İnsanın ruhu ilâhi nefhanın tezahürü, bedeni ise Allah-u Teâlâ'nın kudretinin surette tecellî eden eseridir.

Allah-u Teâlâ dünya mülkünde ona halifelik gibi üstün meziyet vermiştir. Ona lutfettiği yüksek kabiliyetler sayesinde, bütün varlıklar arasında en mümtaz yerini almıştır. Kâinatta ne ki yarattıysa bir insanda mevcuttur. İnsanı bir takvim hâline koymuştur.

Yeryüzündeki bütün varlıklardan üstün olma şerefini insana Allah-u Teâlâ vermiştir. Bu ancak O'nun tarafından verilen nimet ve ikramdır.

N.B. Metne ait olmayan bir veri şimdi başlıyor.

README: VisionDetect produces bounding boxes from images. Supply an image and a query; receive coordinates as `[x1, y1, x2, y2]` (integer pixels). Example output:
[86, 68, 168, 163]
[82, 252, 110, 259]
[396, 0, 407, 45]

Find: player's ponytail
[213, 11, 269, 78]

Mühim olan ise, insanın Allah-u Teâlâ tarafından verilen fazilet ve meziyetini koruması, Rabb'inin kendisine bir lütuf olarak bağışladığı eşsiz emsalsiz nimetlerine karşı O'na nankörlük etmemesi; bedeninin, organlarının, akıl ve zekâsının hikmet ve değerini bilip, her birini en güzel bir şekilde kullanmaya ihtimam göstermesidir.

Bu noktada mühim bir hususu arzedelim:

İnsanın en güzel bir biçimde yaratıldığı belirtilen Âyet-i kerime'nin muhatabı Muhammed Aleyhisselâm'dır. İnsan-ı kâmil, hulâsa-i insan odur.

"Asluhu nur cismuhu âdem,

Velekad kerremnâ benî âdem."

Aslı nurdur, görünüşü beşerdir.

İnsan bütün yaratıkların en mükerremi, o ise bütün insanların olduğu gibi bütün yaratılmışların en mükerremidir. Onun yüzü suyu hürmetine bütün bu faziletlerden insanoğlu da istifade ediyor.